Monday, April 28, 2014

Solving Germany's HARTZ IV problem: Nationwide traffic speed checks

This post is in English to prevent it from being taken seriously.

Seriously.

This past weekend we re-assembled our famed Random Research (RR) team to test the validity of the latest hot button issue in the home country of the Mercedes, the diesel engine, and the 20 km/h tractors of Mr. Porsche.

Mr. Porsche's tractors came in bright red to increase their apparent speed, and folksy rumors have it they really looked like they were going 23 km/h instead of a mere 20.

The media frenzy last week was about "Germany's crumbling infrastructure", supported by the indisputable fact that the country spends less on infrastructure as a percentage of GDP than other Euro nations.
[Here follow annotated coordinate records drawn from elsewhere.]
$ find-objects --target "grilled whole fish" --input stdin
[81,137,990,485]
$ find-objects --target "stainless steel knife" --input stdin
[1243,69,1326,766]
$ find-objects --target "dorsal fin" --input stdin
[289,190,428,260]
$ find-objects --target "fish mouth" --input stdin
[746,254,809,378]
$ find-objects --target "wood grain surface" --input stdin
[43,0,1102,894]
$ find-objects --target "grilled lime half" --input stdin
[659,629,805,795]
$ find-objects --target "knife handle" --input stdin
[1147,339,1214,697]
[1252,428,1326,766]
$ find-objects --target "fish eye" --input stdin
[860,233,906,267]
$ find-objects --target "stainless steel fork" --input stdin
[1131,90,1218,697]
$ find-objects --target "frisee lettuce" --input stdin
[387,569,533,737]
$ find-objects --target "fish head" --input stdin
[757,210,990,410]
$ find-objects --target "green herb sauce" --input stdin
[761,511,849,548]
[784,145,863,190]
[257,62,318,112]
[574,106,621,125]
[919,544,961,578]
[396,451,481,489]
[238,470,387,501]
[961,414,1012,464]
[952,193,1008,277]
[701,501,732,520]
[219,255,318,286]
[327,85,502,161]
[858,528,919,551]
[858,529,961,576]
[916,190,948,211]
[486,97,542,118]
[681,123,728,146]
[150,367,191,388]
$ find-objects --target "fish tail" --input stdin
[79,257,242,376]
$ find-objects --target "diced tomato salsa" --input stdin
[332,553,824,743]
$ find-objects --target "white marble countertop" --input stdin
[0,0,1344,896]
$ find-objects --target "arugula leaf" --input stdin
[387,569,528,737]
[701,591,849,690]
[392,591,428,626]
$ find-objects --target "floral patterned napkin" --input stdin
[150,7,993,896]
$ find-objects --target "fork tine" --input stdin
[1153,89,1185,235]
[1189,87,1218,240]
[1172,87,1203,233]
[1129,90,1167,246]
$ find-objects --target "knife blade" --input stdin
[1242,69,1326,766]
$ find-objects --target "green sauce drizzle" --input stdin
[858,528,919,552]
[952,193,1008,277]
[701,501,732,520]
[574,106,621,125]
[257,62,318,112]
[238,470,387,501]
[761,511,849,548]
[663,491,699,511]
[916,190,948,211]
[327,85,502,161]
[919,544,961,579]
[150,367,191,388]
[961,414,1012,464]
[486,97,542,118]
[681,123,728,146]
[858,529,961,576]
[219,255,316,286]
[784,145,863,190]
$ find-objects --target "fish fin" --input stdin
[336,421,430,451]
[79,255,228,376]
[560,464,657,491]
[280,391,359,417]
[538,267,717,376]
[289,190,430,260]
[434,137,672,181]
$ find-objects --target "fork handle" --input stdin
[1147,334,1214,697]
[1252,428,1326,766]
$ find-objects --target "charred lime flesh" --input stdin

In most of the press, the term infrastructure was soon replaced by "roads" without much ado. So, a casual alien could reasonably think that infrastructure equals roads around here.
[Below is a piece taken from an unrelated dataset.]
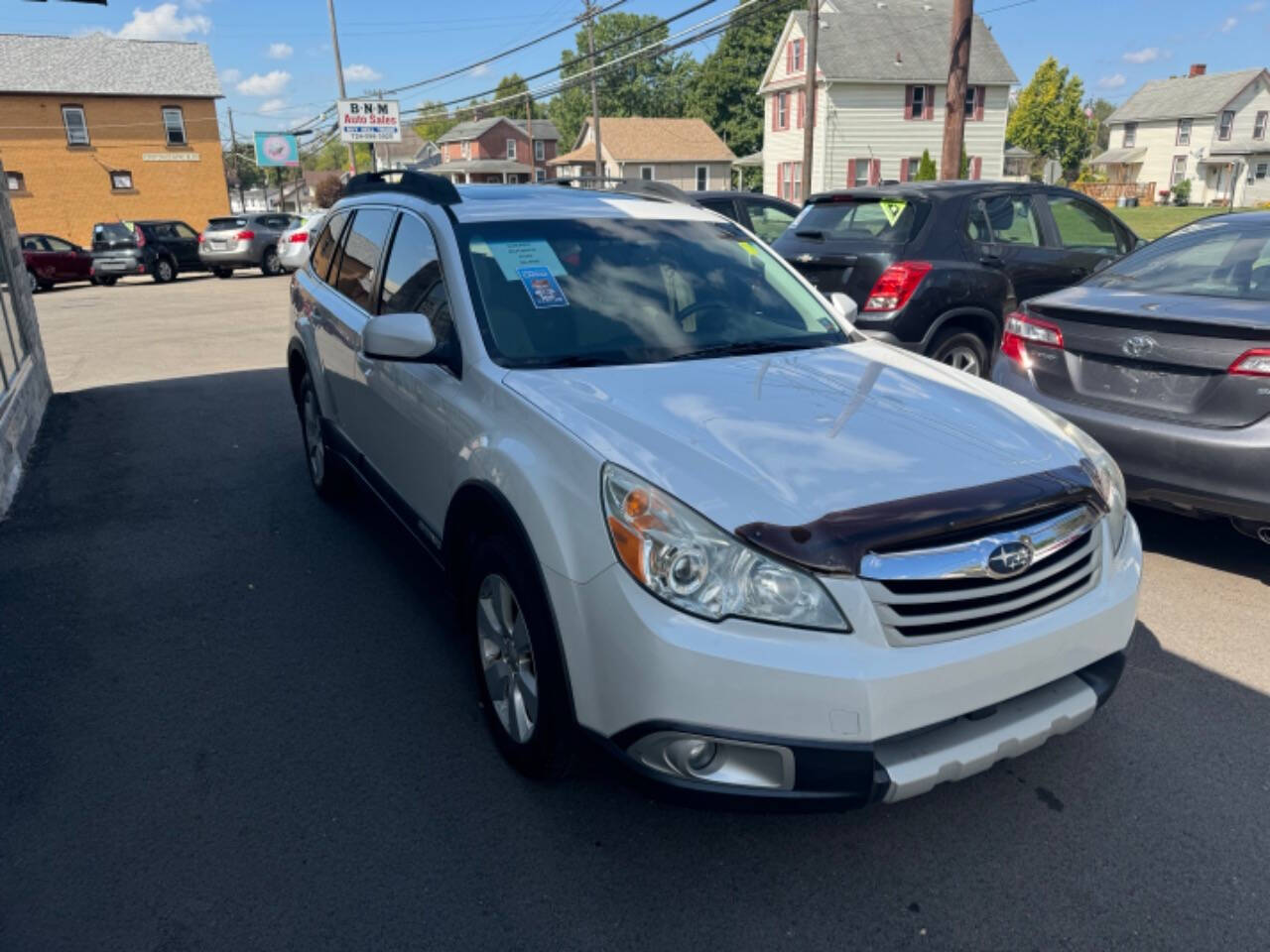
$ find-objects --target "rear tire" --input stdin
[458,534,574,779]
[930,327,988,377]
They are in such a bad state of repair, complained politicians who want higher tolls or a blanket dedicated tax for everybody!

Which sent our team on the roads, the highways, the byways, the freeways.
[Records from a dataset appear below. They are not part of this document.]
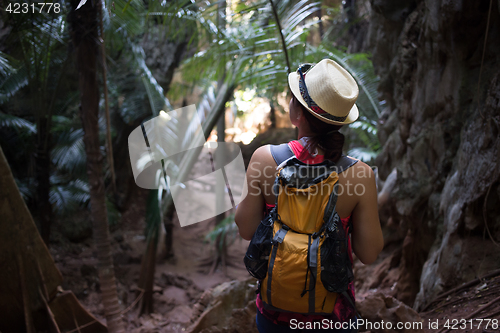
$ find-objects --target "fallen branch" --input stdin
[465,296,500,319]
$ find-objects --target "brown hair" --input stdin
[292,94,344,163]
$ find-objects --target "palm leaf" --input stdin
[0,112,36,133]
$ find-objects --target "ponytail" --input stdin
[298,103,344,163]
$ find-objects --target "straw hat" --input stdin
[288,59,359,125]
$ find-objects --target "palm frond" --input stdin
[0,112,36,133]
[0,66,29,104]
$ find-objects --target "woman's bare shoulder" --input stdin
[343,157,375,181]
[250,145,276,165]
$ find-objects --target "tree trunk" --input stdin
[68,0,124,332]
[269,99,276,128]
[35,116,52,247]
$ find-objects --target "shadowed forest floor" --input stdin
[50,190,249,332]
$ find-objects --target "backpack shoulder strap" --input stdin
[335,155,358,174]
[270,143,295,165]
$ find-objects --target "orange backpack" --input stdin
[244,144,357,315]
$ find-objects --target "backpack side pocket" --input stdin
[243,208,276,280]
[320,212,354,293]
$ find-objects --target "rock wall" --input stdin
[365,0,500,309]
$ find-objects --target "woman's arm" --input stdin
[352,162,384,265]
[234,146,270,240]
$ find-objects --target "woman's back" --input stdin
[244,141,383,264]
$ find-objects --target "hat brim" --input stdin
[288,72,359,125]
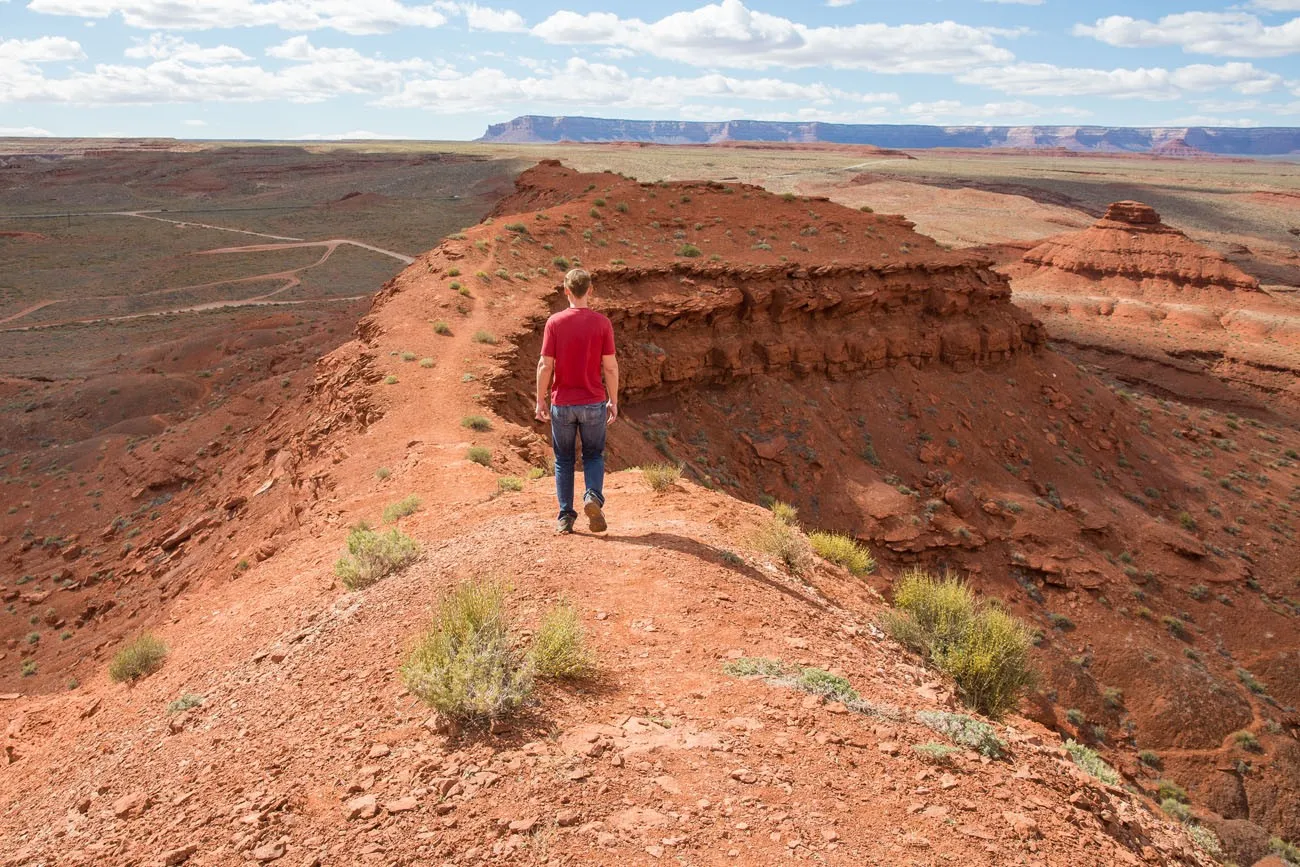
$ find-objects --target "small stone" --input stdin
[343,794,380,822]
[113,792,150,819]
[731,768,758,784]
[252,840,285,862]
[163,844,199,867]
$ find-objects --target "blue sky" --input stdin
[0,0,1300,139]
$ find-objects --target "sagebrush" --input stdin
[108,632,166,684]
[334,524,420,590]
[883,569,1036,718]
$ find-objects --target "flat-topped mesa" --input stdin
[1101,200,1162,226]
[1013,201,1260,294]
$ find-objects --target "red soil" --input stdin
[0,164,1300,866]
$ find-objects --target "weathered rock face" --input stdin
[499,261,1044,400]
[1015,201,1260,291]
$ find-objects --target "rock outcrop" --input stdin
[1023,201,1260,291]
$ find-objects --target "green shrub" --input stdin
[751,515,813,575]
[108,632,166,684]
[166,693,203,714]
[884,569,1036,718]
[402,582,533,724]
[1236,668,1269,695]
[911,741,961,764]
[1065,738,1119,785]
[809,530,876,576]
[641,464,681,493]
[794,668,861,705]
[1160,798,1192,822]
[1156,780,1188,803]
[384,494,423,524]
[529,602,595,677]
[917,711,1006,759]
[334,524,420,590]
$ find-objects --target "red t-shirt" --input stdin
[542,307,614,407]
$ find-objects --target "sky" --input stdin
[0,0,1300,139]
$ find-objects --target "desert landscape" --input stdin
[0,139,1300,867]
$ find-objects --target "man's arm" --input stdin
[601,355,619,421]
[534,355,556,421]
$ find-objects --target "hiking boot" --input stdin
[582,497,608,533]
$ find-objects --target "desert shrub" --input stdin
[723,656,790,677]
[1156,780,1188,803]
[334,524,420,590]
[751,515,813,575]
[794,668,861,703]
[809,530,876,576]
[402,582,533,724]
[917,711,1006,759]
[108,632,166,684]
[911,741,961,764]
[768,499,800,526]
[384,494,421,524]
[529,602,595,677]
[1184,824,1223,862]
[641,464,681,493]
[166,693,203,714]
[1236,668,1269,695]
[884,569,1035,718]
[1065,738,1119,785]
[1160,798,1192,822]
[1232,729,1264,753]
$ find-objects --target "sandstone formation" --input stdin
[1024,201,1260,291]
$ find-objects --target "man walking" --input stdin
[537,268,619,533]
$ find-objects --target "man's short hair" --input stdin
[564,268,592,298]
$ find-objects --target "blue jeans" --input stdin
[551,403,608,517]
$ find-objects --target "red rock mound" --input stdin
[1024,201,1260,291]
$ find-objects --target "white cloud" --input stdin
[1074,12,1300,57]
[0,126,53,139]
[27,0,447,35]
[957,62,1282,99]
[125,32,248,64]
[380,57,898,113]
[0,36,86,65]
[0,36,441,105]
[532,0,1018,73]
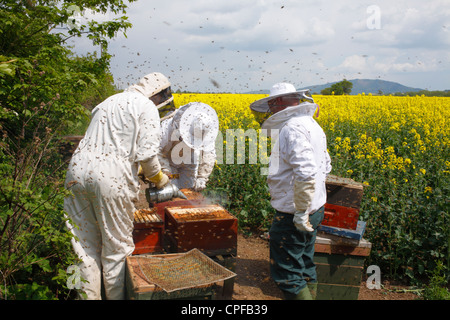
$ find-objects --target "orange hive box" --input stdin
[165,204,237,256]
[133,208,164,254]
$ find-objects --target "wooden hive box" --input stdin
[321,175,364,230]
[314,233,372,300]
[165,204,238,256]
[125,254,215,300]
[133,208,164,254]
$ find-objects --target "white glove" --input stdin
[194,178,206,191]
[138,156,169,189]
[294,211,314,232]
[293,179,316,232]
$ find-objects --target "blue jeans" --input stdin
[269,207,324,295]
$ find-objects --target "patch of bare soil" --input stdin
[136,184,418,300]
[232,234,419,300]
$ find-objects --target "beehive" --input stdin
[125,254,219,300]
[314,233,372,300]
[321,175,364,230]
[165,204,237,256]
[133,208,164,254]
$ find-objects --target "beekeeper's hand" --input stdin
[194,178,206,191]
[294,211,314,232]
[138,156,169,189]
[293,179,316,232]
[148,171,169,189]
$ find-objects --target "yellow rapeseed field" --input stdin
[175,94,450,279]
700 miles later, the verdict is in: there are a few rumble roads but the attribute "crumbling" is either a bit exaggerated or an all out lie.

We do believe the true reasons for classifying West German roads as crumbling are:

1) The East Germans have wide, smoooth new freeways and highways. Those guys had 40 years of Socialism, and what do they have to show for it? Some of the best autobahns in human history.

2) Without at least three freeway lanes in each direction, the makers and shakers, thinkers and doers of the old lame West cannot go much faster than 65 or 70 miles during the week and get stuck in huge vacation jams on the north south axes. It is less about repair than expand.

3) Autobahn envy!
The modern man's equivalent to the old Freudian penis envy is freeway envy, or autobahn envy as it will soon be called around the world.
It is less about length, more about width these days, but yes, unless you have seen the gorgeous wide open freeways of Poland or southern Italy, you won't understand.

In the process of evaluating road quality, the RR team also resolved Germany's problem of employ for the long-term jobless.

Since about 80  to 90 percent of cars on the freeway ignore posted speed limits, hand out radar guns to the long term jobless and let the cash roll in.

There would also be a mental health benefit for the depressed downtrodden. Pointing the radar gun at a 100 000 Euro plus Porsche, Beamer or whatever would improve morale and government coffers.

Nailing the boss for speeding, the bastard who fired you, what could be more satisfying?